IBM PowerHA SystemMirror – is it still worth it?

IBM PowerHA SystemMirror – is it still worth it?

In this article I share my private thoughts about PowerHA clusters. If you are looking for more practical advice, I refer you to another article written by me: https://www.dhirubhai.net/pulse/ibm-powerha-systemmirror-clusters-how-maintain-without-wiktorek-ivvfc

I apologize in advance for any language errors, as this text has been translated from my article in Polish.

Introduction

HA (High Availability) clusters developed by IBM have a fairly long history and were operational even in times when systems did not use the advantages of server virtualization or redundancy at the SAN and LAN network level. LPM (Live Partition Mobility), which is the ability to move a system to another physical machine, appeared many years later.

The first version of the PowerHA cluster (then under the name HACMP - IBM High Availability Cluster Multiprocessing) was published as early as 1991, so the product has been on the market for quite a long time. The current full name of the product is "IBM PowerHA SystemMirror".

Many people may wonder if PowerHA clusters still make sense in today's IT world, considering the solution was developed and operated when servers were large bare-metal machines without any virtualization or containerization. Of course, in an ideal world, everything would be cloud-based, and blowing up half the globe wouldn't cause any service unavailability. However, in the imperfect world, the life of infrastructure and metal servers in our own Data Centers is fought for by brave administrators, and large systems that function for our daily convenience (including banking, telecommunications services, etc.) are often extremely difficult or unprofitable to rewrite into something more flexible.

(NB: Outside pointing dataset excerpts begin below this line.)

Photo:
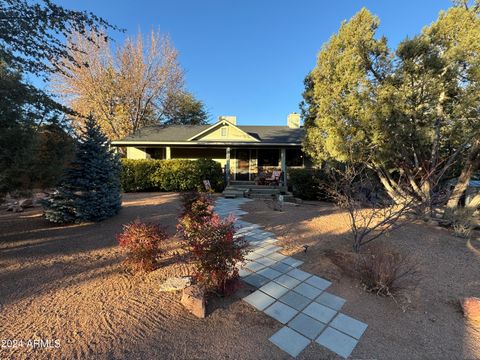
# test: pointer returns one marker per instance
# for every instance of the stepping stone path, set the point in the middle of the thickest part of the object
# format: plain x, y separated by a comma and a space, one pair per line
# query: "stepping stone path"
294, 297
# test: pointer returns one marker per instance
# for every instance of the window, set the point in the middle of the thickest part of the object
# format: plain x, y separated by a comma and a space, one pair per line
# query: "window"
156, 153
268, 157
294, 157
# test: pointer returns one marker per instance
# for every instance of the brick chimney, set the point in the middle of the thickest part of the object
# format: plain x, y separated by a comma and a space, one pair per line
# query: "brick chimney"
230, 119
293, 121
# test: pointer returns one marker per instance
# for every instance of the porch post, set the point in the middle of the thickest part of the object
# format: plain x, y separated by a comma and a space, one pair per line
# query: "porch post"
283, 161
227, 165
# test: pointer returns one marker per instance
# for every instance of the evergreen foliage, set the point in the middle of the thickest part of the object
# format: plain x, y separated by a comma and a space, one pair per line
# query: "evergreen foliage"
170, 175
90, 188
410, 112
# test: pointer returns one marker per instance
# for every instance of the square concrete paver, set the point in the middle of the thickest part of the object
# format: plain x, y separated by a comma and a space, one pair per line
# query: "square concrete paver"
318, 282
253, 255
244, 272
269, 273
307, 290
295, 300
330, 300
255, 280
279, 266
274, 290
287, 281
292, 262
266, 251
299, 274
290, 341
306, 326
259, 300
266, 261
277, 256
337, 342
319, 312
349, 326
253, 266
281, 312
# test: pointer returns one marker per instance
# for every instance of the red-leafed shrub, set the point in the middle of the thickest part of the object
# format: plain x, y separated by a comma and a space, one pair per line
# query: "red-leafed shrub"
213, 249
198, 210
141, 243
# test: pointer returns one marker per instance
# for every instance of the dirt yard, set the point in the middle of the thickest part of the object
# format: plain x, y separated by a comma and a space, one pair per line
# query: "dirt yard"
426, 323
66, 283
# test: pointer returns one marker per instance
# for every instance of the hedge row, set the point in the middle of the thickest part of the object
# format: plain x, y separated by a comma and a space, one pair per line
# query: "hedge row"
308, 184
170, 175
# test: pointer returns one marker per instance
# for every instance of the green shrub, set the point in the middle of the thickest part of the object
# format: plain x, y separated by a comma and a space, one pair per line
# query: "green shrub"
170, 175
307, 183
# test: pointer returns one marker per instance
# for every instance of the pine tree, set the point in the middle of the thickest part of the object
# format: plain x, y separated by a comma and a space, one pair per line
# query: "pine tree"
90, 187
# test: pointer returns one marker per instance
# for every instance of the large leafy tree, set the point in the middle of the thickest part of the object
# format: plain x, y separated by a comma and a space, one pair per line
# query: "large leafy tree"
410, 114
184, 109
32, 33
125, 89
33, 145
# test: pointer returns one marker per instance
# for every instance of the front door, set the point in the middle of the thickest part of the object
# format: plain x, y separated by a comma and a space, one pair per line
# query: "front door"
243, 165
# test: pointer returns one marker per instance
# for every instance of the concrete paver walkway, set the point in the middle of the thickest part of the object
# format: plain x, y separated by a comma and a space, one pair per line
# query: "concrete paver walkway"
295, 298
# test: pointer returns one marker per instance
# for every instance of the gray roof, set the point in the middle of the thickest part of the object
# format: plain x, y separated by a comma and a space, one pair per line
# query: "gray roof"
181, 133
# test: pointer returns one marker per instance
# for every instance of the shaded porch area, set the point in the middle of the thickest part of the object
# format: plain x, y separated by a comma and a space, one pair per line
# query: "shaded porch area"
254, 165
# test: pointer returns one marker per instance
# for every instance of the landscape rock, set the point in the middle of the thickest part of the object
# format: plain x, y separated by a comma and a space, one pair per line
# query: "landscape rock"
193, 299
25, 203
16, 208
176, 283
471, 310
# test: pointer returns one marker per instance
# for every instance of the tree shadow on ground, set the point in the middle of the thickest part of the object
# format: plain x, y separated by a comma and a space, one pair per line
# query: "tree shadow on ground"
37, 257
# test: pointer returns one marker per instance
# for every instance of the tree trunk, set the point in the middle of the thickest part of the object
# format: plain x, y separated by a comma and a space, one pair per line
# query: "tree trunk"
474, 203
471, 165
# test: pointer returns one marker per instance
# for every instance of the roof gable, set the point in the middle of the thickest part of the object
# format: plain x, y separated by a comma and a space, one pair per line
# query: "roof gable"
224, 131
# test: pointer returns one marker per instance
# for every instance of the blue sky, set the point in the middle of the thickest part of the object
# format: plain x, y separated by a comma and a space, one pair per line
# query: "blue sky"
249, 58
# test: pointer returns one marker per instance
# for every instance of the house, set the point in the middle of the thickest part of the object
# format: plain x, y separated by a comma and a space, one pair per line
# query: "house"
247, 153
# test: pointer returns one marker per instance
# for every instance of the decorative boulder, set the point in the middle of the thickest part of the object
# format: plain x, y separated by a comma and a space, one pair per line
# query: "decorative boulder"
25, 203
193, 299
176, 283
471, 310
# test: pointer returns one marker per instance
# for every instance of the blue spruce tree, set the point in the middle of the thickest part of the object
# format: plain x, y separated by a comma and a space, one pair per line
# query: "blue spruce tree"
90, 188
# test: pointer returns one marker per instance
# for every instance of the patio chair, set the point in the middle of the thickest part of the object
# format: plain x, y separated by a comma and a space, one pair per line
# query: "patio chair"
274, 179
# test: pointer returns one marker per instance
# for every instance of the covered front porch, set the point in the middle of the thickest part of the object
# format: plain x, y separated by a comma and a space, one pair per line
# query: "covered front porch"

Personally, I believe that perfect solutions do not exist, and the art is to choose the right tools and solutions for a given case. PowerHA clusters are, of course, not suitable for everything. There will certainly be cases where they are an overkill, or it will be possible to replace them with a solution that ensures continuity of availability at the application level. Perhaps for a given application, a simple mechanism of stopping an LPAR and starting the system on a different LPAR profile will be sufficient.

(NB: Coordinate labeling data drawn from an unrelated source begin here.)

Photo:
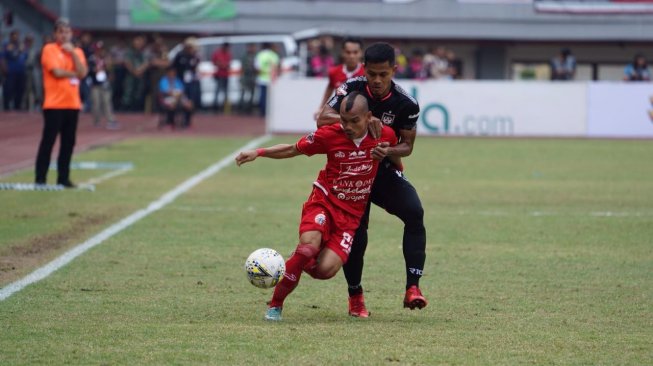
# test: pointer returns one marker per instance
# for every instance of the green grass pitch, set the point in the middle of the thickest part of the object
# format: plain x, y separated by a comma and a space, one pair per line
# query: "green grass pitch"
539, 252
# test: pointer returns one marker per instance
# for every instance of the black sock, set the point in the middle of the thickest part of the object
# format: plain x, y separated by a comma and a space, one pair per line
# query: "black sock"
355, 290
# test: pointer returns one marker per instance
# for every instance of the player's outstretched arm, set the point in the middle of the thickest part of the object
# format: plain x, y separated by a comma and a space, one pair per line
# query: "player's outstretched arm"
281, 151
328, 116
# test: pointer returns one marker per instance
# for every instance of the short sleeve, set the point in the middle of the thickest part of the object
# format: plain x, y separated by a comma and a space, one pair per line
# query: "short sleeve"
313, 143
80, 55
409, 116
48, 59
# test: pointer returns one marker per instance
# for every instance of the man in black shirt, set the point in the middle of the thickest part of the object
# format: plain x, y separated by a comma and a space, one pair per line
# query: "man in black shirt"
392, 106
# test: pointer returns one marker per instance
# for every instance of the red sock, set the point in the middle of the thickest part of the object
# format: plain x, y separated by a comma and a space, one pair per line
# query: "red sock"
294, 266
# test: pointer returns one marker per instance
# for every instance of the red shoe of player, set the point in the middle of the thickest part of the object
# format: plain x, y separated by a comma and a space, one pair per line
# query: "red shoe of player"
414, 298
357, 306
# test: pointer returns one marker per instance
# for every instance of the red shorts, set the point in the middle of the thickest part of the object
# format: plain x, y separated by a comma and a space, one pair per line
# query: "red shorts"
337, 226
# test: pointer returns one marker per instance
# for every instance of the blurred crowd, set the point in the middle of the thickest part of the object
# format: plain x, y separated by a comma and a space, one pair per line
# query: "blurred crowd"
129, 75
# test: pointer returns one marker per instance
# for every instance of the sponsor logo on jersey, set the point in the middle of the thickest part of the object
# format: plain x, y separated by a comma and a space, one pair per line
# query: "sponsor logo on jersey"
357, 155
387, 118
320, 219
356, 168
290, 276
342, 90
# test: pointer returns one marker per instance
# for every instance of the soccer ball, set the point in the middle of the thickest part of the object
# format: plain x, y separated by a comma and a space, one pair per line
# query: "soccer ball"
265, 267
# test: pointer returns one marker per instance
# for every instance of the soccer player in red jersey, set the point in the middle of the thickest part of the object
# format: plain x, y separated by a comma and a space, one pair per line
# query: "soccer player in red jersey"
351, 67
391, 106
339, 198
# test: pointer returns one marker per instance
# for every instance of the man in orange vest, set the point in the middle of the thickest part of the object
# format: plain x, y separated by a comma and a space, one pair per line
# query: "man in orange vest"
64, 65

However, there will also be many cases where, after analyzing the available options, it turns out that there is nothing better. Like any other product, PowerHA has its pros and cons, but does it evolve? In my opinion, definitely yes. New versions of TL PowerHA expand functionality, including integration with Ansible and easier installation and configuration from a dedicated GUI, which lowers the level of operational difficulty in managing clusters. From my experience, I can say that over the past few years, issues such as launching clusters on disk replicas (e.g., in disaster recovery location) and upgrading cluster versions have been significantly improved, which can usually be done seamlessly, without impacting the operation of business services.

IBM PowerHA GUI - source: "PowerHA SystemMirror Graphical User Interface" Redbook

Maintenance

PowerHA requires a certain level of commitment and willingness to understand. It's necessary to be prepared that even the most adept administrator won't overcome some problems without contacting IBM support. Not everything is available and described in the documentation available online or in IBM Redbooks. In my opinion, system administrators often have less confidence in dealing with clustered systems. Why? I think it follows from the fact that clusters are usually set up where there are systems critical to the continuity of business services, and in such cases, human error is more painful.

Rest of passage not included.